Güzel ifadeler bunlar... Okunduğu vakit Türkiye’de basın özgürlüğü olduğu ve bunun devam edeceği anlamı çıkıyor. Ancak... Bir de işin şu cephesi var:

★★★

Türkiye Gazeteciler Cemiyeti, “Türkiye’nin Dünya Basın Özgürlüğü Endeksi’nde 180 ülke arasında 154’üncü sırada olduğunu” açıkladı.

Oysa aynı endekste 2002 yılında 99’uncu sıradaydık...

AKP’nin 19 yıllık iktidarı sırasında dünya basın özgürlüğü sıralamasında 55 basamak geriye düşerek basını özgür olmayan ülkeler sınıfına girdik!

TGC’nin açıkladığı bilgilere göre:

- Türkiye’de gazetecilerin yüzde 30’u işsiz.

- 70 gazeteci cezaevinde.

- Yalnızca iktidara biat eden gazetecilere olanak sağlanıyor.
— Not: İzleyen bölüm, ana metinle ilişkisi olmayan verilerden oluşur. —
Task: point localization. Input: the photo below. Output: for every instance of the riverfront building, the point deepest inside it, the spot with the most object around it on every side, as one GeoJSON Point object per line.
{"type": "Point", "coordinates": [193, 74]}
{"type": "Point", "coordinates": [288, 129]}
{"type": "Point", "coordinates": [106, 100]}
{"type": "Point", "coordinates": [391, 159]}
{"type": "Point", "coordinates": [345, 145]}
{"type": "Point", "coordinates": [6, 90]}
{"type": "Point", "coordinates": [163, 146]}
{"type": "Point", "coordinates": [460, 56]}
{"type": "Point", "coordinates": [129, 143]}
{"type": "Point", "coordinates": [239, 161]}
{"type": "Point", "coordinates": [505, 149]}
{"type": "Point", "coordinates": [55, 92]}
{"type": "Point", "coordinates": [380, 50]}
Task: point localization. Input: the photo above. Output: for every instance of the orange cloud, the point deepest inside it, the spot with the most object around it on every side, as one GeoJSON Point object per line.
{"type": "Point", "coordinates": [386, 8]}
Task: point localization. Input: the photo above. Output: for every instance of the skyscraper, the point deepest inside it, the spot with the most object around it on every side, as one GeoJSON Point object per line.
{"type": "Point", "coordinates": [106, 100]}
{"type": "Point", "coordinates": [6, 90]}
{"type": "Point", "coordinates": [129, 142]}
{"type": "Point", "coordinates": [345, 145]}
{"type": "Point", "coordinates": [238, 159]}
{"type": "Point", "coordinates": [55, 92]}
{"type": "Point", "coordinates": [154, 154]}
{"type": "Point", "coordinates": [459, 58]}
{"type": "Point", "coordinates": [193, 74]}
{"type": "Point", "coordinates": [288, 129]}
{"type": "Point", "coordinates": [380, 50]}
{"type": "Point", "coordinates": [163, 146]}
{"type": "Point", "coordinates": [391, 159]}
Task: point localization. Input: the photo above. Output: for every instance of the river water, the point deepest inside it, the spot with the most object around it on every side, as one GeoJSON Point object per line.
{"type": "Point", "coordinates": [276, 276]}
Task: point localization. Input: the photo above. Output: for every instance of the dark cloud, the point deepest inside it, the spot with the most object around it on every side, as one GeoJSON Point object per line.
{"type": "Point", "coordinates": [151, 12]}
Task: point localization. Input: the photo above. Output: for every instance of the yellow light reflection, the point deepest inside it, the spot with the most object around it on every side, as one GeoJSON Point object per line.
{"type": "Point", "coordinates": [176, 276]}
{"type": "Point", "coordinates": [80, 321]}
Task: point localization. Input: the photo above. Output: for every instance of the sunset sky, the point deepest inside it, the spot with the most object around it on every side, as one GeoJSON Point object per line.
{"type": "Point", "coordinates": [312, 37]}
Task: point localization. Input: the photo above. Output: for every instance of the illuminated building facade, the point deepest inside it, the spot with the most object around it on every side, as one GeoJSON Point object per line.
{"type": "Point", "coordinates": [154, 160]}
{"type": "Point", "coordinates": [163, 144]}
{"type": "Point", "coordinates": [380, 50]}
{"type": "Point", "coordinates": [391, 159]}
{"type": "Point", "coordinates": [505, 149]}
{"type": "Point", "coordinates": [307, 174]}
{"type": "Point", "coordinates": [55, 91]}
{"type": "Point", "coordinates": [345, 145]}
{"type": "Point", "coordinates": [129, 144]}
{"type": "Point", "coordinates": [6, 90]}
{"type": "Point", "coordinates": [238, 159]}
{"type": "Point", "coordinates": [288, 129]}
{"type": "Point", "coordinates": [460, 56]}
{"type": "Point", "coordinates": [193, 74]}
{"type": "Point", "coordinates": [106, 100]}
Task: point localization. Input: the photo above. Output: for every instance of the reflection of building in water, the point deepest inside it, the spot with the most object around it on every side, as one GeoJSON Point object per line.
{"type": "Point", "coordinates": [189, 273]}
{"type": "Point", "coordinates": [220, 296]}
- Gazetecilerin yıpranma hakkı basın kartı şartına bağlandı.

- Binlerce gazetecinin basın kartı “İncelemede” denilerek verilmiyor!

★★★

CHP Eskişehir Milletvekili Utku Çakırözer’in hazırladığı “2020 Basın Özgürlüğü Raporu” da ilginç. Buna göre:

- 2020’de gazeteciler 479 kez hâkim karşısına çıktı, toplam 140 yıl hapis cezası verildi.

- 78 gazeteci gözaltına alındı, 25’i tutuklandı.

- SÖZCÜ ve Korkusuz Gazeteleri’ne 46 gün, Cumhuriyet Gazetesi’ne 110 gün ilan kesme cezası verildi.

- SÖZCÜ’nün yayınlarından rahatsız olan iktidarın müfettişleri vergi rekortmeni SÖZCÜ’ye 14.5 milyon vergi cezası verdi.

- SÖZCÜ TV’nin yayın için yaptığı başvuru, siyasi nedenlerle bekletiliyor. SÖZCÜ TV yayına başlamadığı halde 26 bin lira para cezası verildi.

- Metin Yılmaz, Emin Çölaşan ve Necati Doğru’nun da aralarında bulunduğu SÖZCÜ Gazetesi çalışanlarına yönelik davada toplam 20 yıl hapis cezası verildi. Milli Savunma Bakanı Hulûsi Akar’ın açtığı davada Yılmaz Özdil 5 ay hapisle cezalandırıldı.

Türkiye’de gazetecilerin hal-i pür melâli (acınacak hâli) işte böyle...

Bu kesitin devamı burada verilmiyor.